Updates on Test Data

Aitor · June 20, 2024, 10:33pm

If the network is currently at 50% usage, I don’t quite understand the problem. Is that mystery customer going to use it all? really?

littleskunk · June 20, 2024, 10:44pm

Isn’t that what the current load is doing? It is way more precise that any number we could give you. And to make your estimation as acurate as possible I can tell you that we have uploaded maybe 75% of our target. Hard to tell at the moment because of the trash folder but still good enough for your calculations.

BrightSilence · June 20, 2024, 10:50pm

That certainly helps. But only for SNOs who had free space during the full testing period. Which happen to be the nodes who likely don’t need to expand right away. Although the overwriting thing kind of throws a wrench into the numbers as well. There’s nothing wrong with mentioning that that is the best way to gauge it, but I still suggest to add estimates.

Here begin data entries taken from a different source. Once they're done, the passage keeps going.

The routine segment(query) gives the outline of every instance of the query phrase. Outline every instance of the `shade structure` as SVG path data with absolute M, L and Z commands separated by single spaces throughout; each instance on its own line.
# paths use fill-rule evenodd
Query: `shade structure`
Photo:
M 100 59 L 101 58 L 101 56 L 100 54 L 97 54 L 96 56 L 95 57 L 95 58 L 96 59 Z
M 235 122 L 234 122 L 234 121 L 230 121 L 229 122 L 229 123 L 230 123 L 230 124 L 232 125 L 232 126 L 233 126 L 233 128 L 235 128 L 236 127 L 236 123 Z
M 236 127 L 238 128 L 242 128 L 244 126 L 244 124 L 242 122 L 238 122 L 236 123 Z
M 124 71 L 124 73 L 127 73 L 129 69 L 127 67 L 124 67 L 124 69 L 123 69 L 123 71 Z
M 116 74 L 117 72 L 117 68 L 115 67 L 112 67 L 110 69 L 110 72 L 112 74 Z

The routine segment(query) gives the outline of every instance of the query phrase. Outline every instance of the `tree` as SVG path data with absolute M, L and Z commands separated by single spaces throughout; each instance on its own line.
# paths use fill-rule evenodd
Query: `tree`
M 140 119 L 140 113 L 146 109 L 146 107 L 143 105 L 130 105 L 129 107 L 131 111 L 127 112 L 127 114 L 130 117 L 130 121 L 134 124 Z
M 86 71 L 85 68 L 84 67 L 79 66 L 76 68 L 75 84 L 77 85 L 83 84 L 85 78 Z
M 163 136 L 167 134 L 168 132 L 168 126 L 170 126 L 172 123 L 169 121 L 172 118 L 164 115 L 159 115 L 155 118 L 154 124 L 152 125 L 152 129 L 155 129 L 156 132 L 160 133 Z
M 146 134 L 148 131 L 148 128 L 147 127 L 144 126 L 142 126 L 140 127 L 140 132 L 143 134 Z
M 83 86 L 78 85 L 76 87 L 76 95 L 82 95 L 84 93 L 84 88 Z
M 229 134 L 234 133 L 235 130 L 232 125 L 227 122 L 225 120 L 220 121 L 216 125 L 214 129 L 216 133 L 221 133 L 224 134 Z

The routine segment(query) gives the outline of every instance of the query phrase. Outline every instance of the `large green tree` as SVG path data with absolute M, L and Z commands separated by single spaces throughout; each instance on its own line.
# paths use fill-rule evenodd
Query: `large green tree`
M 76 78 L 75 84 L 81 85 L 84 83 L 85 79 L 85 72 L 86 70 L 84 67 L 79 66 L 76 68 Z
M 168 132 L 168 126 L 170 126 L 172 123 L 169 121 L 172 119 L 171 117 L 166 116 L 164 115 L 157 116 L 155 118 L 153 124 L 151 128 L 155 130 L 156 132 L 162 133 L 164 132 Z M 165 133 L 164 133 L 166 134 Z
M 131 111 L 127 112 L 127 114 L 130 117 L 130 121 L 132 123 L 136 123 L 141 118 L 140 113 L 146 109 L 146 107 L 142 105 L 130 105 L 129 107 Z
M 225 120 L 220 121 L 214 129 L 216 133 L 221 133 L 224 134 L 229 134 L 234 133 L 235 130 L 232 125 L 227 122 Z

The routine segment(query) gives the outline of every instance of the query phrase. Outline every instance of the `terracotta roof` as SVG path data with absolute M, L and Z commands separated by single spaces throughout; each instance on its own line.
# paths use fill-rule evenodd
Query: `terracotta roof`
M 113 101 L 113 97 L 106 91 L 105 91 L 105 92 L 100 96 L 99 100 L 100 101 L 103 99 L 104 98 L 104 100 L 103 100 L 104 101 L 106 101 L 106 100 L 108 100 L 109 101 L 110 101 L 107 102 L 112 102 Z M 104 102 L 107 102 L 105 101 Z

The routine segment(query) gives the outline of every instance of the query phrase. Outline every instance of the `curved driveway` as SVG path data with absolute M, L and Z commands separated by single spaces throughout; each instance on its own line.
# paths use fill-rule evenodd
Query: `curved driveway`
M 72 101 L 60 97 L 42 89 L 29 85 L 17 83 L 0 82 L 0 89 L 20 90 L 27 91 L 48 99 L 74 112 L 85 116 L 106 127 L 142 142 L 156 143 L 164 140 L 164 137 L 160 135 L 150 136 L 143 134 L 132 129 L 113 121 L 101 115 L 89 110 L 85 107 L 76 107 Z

I forgot to mention that what would also help a lot is if GC is more reliably cleaning stuff up. I still have nodes with 25-30% of data being uncollected garbage. I have much more capacity than is being usefully used right now. Should I count that towards the test data as it’s caused by overwritten segments or not?

littleskunk · June 20, 2024, 10:54pm

We can’t. I can give you some total numbers. Lets say our target would be to upload 10 PB. Does that mean 10PB*1.875/20K nodes? That is a TB per node so why has my node grown way more than 1 TB? You see this math doesn’t work. I can’t estimate how big your node will grow.

Roxor · June 20, 2024, 11:10pm

The guess I’m going with is I have about 2 more weeks of growth like the last 2 weeks… then all the TTL data will start to wrap… and I’ll level-out. After that I’m back to natural slow growth.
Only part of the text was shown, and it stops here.